Re: Quicksql

2020-03-02 Thread Siyuan Liu
Hi, everyone:

Glad to see a lot of old friends here. Quicksql is a project born in early
2019. It was designed to solve the problem of long and complex work flow in
the big data field with many data sources, many compute engines, and many
types of syntax. The core idea is `Connect All Data Sources with One Extra
Parsing Cost`.

Because it involves standard SQL parsing, we finally chose Calcite as the
parsing engine that has the best SQL compatibility. Thanks to the excellent
architecture and toolkits provided by Calcite, Quicksql has made some
extensions on this basis and made more logical plans Rich definitions
enable single data source and multi-source queries to be described. For
single data sources, an end-to-end connection query is directly
established, and for multiple data sources, logical plans are divided and
pushed down, final interpreted as the code of the compute engine (such as
Spark, Flink) with distributed computing capabilities for data merge.
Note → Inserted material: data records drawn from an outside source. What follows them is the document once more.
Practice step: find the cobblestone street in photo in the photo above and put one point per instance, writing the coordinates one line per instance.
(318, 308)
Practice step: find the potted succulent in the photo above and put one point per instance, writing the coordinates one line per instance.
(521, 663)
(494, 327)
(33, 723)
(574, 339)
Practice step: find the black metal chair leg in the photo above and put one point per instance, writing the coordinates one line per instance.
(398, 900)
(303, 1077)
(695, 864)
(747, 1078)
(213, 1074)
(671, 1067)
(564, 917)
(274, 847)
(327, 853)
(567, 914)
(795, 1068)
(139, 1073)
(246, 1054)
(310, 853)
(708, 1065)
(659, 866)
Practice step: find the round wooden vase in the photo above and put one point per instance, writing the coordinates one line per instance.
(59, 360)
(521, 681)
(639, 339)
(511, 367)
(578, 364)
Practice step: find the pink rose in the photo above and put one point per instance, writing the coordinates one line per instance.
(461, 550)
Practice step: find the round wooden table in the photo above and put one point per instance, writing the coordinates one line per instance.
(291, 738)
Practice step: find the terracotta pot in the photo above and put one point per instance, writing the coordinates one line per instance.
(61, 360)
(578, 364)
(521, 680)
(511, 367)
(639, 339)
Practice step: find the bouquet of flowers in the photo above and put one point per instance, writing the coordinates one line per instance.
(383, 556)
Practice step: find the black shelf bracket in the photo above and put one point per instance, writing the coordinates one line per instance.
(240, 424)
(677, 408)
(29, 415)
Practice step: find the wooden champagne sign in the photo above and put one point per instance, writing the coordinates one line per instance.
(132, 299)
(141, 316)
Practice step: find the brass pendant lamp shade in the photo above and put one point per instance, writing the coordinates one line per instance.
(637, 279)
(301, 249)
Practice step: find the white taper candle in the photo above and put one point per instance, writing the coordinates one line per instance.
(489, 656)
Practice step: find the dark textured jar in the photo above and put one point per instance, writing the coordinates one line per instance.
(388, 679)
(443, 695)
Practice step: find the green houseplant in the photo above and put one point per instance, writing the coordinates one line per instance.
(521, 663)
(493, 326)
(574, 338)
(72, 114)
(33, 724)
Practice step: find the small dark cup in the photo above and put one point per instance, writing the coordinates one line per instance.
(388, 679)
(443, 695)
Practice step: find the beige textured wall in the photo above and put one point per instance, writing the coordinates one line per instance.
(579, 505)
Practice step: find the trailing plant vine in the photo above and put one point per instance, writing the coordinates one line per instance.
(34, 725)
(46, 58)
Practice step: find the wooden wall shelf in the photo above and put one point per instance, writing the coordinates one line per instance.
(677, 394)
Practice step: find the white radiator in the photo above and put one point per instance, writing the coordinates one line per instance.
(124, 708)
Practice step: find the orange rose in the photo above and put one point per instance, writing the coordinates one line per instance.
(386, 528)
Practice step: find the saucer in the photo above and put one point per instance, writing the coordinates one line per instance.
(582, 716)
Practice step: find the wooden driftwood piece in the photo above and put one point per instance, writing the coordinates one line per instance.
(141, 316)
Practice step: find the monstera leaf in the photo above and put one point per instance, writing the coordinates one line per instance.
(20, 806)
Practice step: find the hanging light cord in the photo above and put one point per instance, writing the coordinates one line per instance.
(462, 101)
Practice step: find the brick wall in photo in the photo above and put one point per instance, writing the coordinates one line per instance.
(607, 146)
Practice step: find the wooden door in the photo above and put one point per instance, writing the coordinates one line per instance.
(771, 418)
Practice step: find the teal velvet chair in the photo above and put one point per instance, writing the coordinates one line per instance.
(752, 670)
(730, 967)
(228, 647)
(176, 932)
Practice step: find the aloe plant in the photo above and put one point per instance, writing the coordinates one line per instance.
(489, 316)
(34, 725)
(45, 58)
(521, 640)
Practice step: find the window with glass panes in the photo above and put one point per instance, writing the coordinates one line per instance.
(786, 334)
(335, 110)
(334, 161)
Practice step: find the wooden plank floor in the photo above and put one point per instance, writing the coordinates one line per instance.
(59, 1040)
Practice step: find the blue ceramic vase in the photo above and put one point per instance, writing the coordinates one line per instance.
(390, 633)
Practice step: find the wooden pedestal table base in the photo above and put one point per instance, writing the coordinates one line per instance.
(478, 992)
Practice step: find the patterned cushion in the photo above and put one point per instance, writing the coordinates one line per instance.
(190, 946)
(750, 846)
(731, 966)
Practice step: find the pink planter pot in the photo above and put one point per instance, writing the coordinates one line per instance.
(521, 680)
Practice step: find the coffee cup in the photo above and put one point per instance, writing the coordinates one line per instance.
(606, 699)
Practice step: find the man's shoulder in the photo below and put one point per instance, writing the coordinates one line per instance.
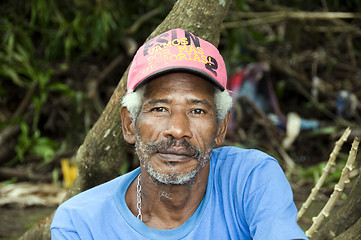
(237, 154)
(96, 195)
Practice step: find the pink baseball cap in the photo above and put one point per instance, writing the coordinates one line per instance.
(177, 50)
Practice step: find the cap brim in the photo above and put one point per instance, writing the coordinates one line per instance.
(179, 69)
Based on this design, Quicksql makes extensive use of the ability of
Calcite Adapter \ Dialect \ UDF to provide syntax adaptation compatibility
for various data sources and compute engines, and also uses Avatica as a
JDBC protocol. We are very grateful for the excellent artwork provided by
the Calcite community.

At the beginning of the project, Quicksql was confused about the
application areas. After one year of polishing, Quicksql has successfully
applied two areas:
1. Interactive Query Engine: Provides big data interactive query and BI
analysis with standard SQL syntax, and response time is in seconds to
minutes.
2. ETL Compute Engine: SQL-based ETL for multi-data source, which can use
optimization capabilities of SQL for data cleaning \ transformation \ join,
etc.
In the future, we will also focus on dynamic engine selection, so that
engines such as Hive, Spark, and Presto can run more suitable SQL.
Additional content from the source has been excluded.